The lambing season

Lambing is the most important period in a sheep’s year and to the shepherd too. It is the time when you get to usher in the new generation of sheep to add to your herd and wealth. While sheep can deliver without the help of a veterinarian or shepherd, it is important to always maintain close observation of the pregnant ewe at all times and also to observe the newborns to ensure they have the right start to a long, healthy life. Ewe condition during the days leading up to the lambing season is more important than the time after the ewe gives birth.

Getting ready for the lambing season
It is vital to be fully prepared for anything before the lambing season even begins. Preparations involve getting the lambing facilities ready, feeding and managing the sheep properly, and gathering all necessary supplies.

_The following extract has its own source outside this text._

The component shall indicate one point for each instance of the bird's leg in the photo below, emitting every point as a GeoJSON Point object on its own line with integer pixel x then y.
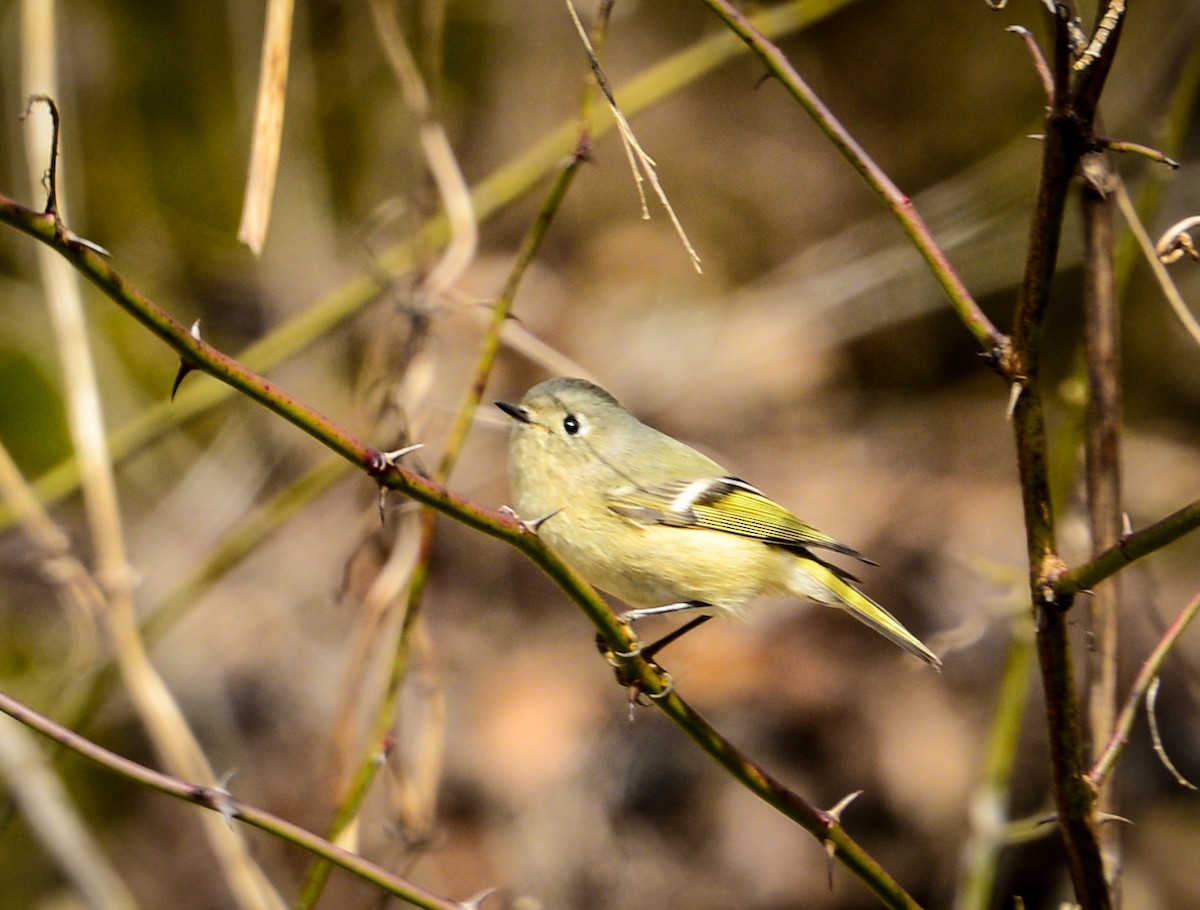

Management and feeding during the days leading up to the lambs’ birth can determine the success of your lambing season and the overall sheep enterprise. While you can expect some random problems to come up, most of them can be prevented and are usually as a result of poor feeding management, particularly during the final third of the pregnancy. This is because approximately 70% of total fetal growth occurs during the last 4 weeks of pregnancy.
Feeding the sheep is important, but you should also be careful not to overfeed the sheep. It also has bad consequences. Grain is recommended to meet the increased energy requirements and to provide a supplemental source of calcium and protein. Ewes need a lot of calcium especially during the last days of pregnancy. Lack of calcium in their diet will cause milk fever.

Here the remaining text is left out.